There have been several alarming stories in recent days about how Juniper Ridge Landfill, owned by the state and managed by Casella Waste Systems, is refusing to accept sludge from several wastewater treatment facilities, putting our municipalities in an untenable situation. The cause, according to Casella, is that the company is no longer allowed to use bulky waste from out of state to stabilize the landfill. Instead of coming up with solutions, Casella has decided to hold our communities hostage in the name of profit.

An employee of Ferreira Trucking gets ready to head off after pumping a load of sewage sludge from Scarborough Sanitary District on March 1. Superintendent David Hughes said that the truck was supposed to come Feb. 24 to pump the sludge that has continued to pile up at the plant. “If the truck didn’t show, I would’ve had to start making some rash decisions on what to do,” Hughes said. Brianna Soukup/Staff Photographer

Maine’s government acted responsibly by enacting L.D. 1911 to stop future contamination of farmland and drinking water by banning the land application of PFAS-laden sludge. We also enacted L.D. 1639 to save limited state-owned landfill space for Mainers by halting the disposal of construction debris from out of state. During the committee hearings on these bills last session – bills that Casella claims are responsible for the lack of stability at Juniper Ridge Landfill – I repeatedly asked for information from Casella about their business practices and financials. This is information Maine taxpayers have a right to know about the landfill they own.

In 2004, Casella entered into a 30-year contract with the state’s General Services Administration to operate this landfill. Our right to know did not end with the signing of this contract. Policymakers can’t make good decisions if relevant information is kept from them. As the consequences of widespread PFAS contamination have become clearer, the financial underpinnings of our solid waste policies have become murkier. Casella refused to provide critical information to the committee then; the company is no more forthcoming today.

Are the dramatic rate increases Casella is imposing on municipalities justified? What is the actual cost of using alternative bulking materials to ensure landfill stability compared to what Casella is paid to take construction and demolition debris from out of state? What is a fair rate for Casella to charge municipalities to manage sludge?

Right now, communities are in a take-it-or-leave-it situation. Casella’s business is essentially a public utility, but the Public Utilities Commission does not regulate it and it has not volunteered to share financial information the PUC would routinely require.

Landfill management is complex and important. Casella services around three dozen sewer treatment facilities in the state out of the roughly 41 that are licensed to manage biosolids.

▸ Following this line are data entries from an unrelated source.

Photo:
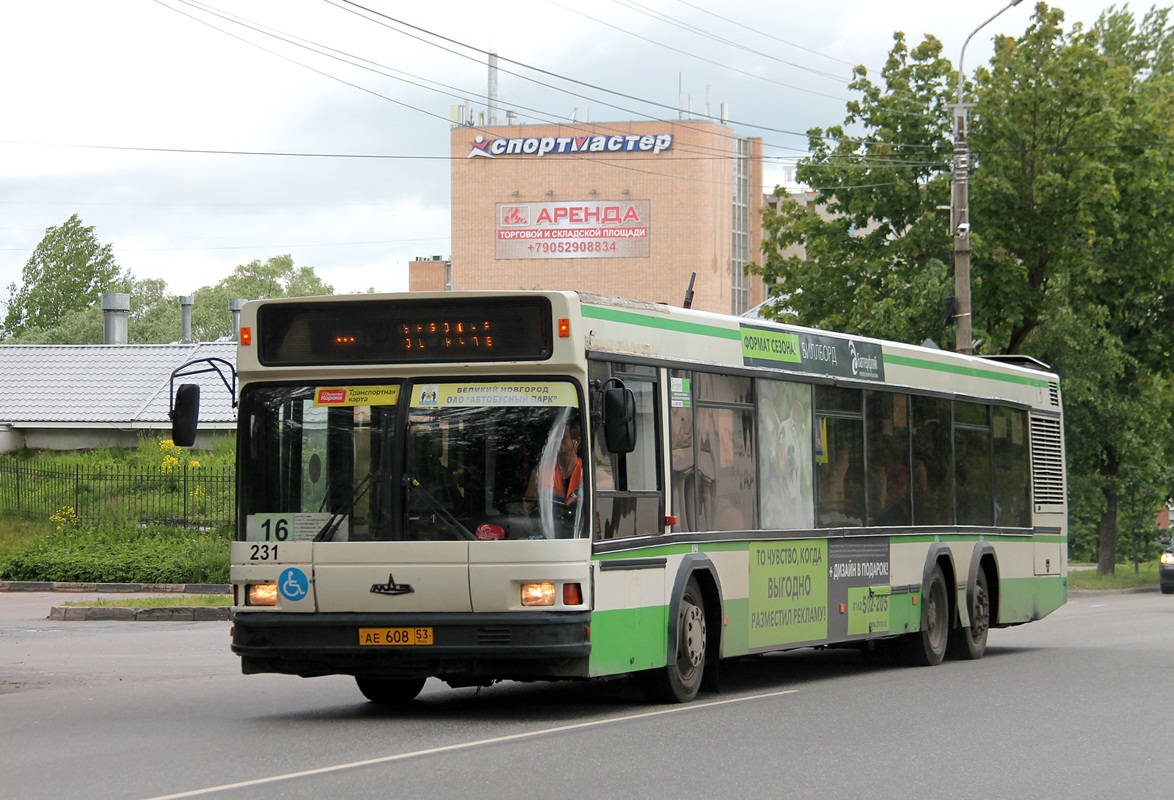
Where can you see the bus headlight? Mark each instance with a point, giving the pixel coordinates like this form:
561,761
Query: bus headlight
261,593
538,593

That puts Casella in a huge position of power over the majority of our wastewater treatment facilities here in Maine and across New England. There are no other storage options for those facilities.


What is happening with our wastewater treatment districts right now shows the danger of one company having a monopoly over goods and services. It leaves no room for price competition and limits options for customers, in this case Maine taxpayers. Without competition, a company has no reason to innovate and look for different solutions.

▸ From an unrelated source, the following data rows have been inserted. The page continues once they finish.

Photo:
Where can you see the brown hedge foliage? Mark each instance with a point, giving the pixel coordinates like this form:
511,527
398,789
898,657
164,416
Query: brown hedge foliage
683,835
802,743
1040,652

But there are different solutions. Casella has claimed that the increase in sludge and decrease in out-of-state bulky waste has caused instability in the landfill. Yet there are other readily available options to ensure landfill stability. Still, Casella has no reason to look for alternatives when they know that Maine’s wastewater treatment facilities have little choice but to kowtow to their demands and increased fees.

Casella is a billion-dollar corporation. In addition to being paid to manage the state-owned Juniper Ridge Landfill, it makes money from multiple landfills it owns across the region. It is long past time for the state of Maine to take a good, hard look at the iron grip Casella has on our waste options. So far, Casella appears unwilling to work together with municipalities and the Department of Environmental Protection to find solutions other than increasing fees and trying to overturn legislation that protects Mainers’ health and safety.

Without competition or effective financial oversight, the market doesn’t function as intended. Mainers deserve better.